[Brainstorm] Caching Data to increase performance, responsiveness and decrease network cost.

Background:

Sunbird platform is build on micro-service architecture, and has different service layers. Sunbird client application request data from different service based on requirement. Request goes through multiple service layer before its served by service. This increases network overhead and load on services. Sunbird doesn't have proper caching mechanism in place to server different request from clients.

 

 

Solutions:

Client request that can be cached can be broadly classified into below categories.

1. Static Assets:

Contains all the js, css, images, fonts etc.. These are either served from CDN or cached at Proxy. No changes required here.

Tenant Folder need to be cached at Proxy to avoid load on Portal backend.

2. Master Data:

Master Data are the resources that doesn't change often and are maintained by Admin. Below list contain most commonly used API’s

API

Method

Cached

Cached @ Portal

API

Method

Cached

Cached @ Portal

Framework Read

GET

Yes @ Proxy

No

Channel Read

GET

Yes @ Proxy

No

System Setting Read

GET

Yes @ Proxy

No

Resource Bundle Read

GET

Yes @ Proxy

No

Role Read

GET

Yes @ Proxy

No

Org Search

POST

Yes @ Proxy

No

Form Read

POST

No

No

Location Search

POST

No

No

Most of the API are cached at Proxy server with a TTL of 1 Hour. This reduces load on server. But client still have to make request to get the data. These data should also be cached at client for some period of time. This can be achieved by using cache control headers. Proxy Server can be configured to send these header for all response.

3. User State:

This are the API’s that help maintain user data across clients. Below table list user state API’s

API

Method

Cached

API

Method

Cached

User Read

GET

No

User Enrolment List

GET

No

User Course Progress

POST

No

User Feed

GET

No

Managed Profile Search

POST

No

Device Profile

GET

No

Batch Read

GET

No

These data can be updated from Portal or Mobile. There are many API’s that changes these data. We need to maintain these state consistent across mobile and portal.

Solutions 1: Caching at client (Session, Local Storage)

Session or Local storage can be used cache these data in browser or mobile. With these we can avoid calling API’s every time.

Pros:

  1. Easy to implement.

  2. Less API’s calls.

  3. Less load on the platform.

Cons:

  1. Inconsistency: If user updates these data using one of the client other client will have stale data.

  2. Cache bursting: When user update the data, Client needs to remove the data and update it with new data.

  3. Client side Logic: Client needs to maintain mapping of API’s that changes state of User Data. When the new API’s introduced to update the state, Client should also update it’s logic of updating cache.

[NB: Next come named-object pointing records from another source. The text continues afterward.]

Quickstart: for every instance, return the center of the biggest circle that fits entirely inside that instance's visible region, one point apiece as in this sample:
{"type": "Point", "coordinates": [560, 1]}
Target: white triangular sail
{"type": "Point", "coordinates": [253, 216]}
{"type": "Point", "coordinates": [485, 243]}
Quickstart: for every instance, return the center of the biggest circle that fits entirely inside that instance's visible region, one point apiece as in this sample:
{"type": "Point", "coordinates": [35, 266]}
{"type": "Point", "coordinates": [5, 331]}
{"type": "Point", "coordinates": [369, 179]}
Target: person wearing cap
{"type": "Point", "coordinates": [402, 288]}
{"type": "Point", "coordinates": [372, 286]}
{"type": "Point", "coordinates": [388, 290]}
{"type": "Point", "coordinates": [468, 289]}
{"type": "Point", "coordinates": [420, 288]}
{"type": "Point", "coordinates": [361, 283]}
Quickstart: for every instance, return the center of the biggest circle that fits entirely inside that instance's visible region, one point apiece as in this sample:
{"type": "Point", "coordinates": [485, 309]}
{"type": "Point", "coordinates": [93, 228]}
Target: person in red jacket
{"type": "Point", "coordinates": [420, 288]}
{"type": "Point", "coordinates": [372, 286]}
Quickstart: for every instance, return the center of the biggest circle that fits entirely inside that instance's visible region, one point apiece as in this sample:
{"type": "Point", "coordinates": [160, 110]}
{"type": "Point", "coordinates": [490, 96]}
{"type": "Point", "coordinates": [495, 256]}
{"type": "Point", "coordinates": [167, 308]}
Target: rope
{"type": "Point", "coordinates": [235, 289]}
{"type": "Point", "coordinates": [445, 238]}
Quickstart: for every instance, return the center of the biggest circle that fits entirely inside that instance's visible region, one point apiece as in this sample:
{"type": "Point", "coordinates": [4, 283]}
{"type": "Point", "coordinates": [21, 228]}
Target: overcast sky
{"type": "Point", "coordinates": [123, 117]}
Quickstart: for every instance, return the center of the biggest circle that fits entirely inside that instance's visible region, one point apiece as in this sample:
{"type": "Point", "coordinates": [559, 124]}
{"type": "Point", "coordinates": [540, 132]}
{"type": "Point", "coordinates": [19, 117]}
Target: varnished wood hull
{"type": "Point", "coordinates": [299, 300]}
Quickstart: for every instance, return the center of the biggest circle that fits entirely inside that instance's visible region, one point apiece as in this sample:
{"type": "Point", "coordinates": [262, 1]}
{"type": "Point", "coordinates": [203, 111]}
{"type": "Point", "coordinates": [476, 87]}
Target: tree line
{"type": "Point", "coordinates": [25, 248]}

Solution 2: Server Side caching

We can implement server side caching using Redis. Write back caching logic can be applied to invalidate cache.

Pros:

  1. Server side Logic. Server will have control on cache and can update cache when data gets updated.

  2. Consistant

Cons:

  1. Increase network calls and Network overhead.

  2. Hard to implement.

  3. Increase load on server.

Solution 3: Proxy caching with server cache bursting.

Proxy servers like Nginx has ability to retrieve cache from memcached or redis. Proxy server will not involve in updation or populating the data. Server should implement the logic preloading the data to inmemory databases. When the data gets updated server can update the cache also either sync or async.

Pros:

  1. Less load on servers.

  2. Cache bursting logic handled by server.

  3. Low network latency.

  4. Consistency if implemented sync update.

Cons

  1. Complex logic and hard to implement.

  2. Cache eviction, pre-population and cache busting all should be handled by server.

4. Content Data:

This contains all content related API’s. Below table list Content data API’s.

API

Method

Cached

API

Method

Cached

Content Read

GET

No

Hierarchy Read

GET

No

Dial Search

POST

No

Content Search

POST

No

These data are huge. We need priority based caching logic. These need more thinking.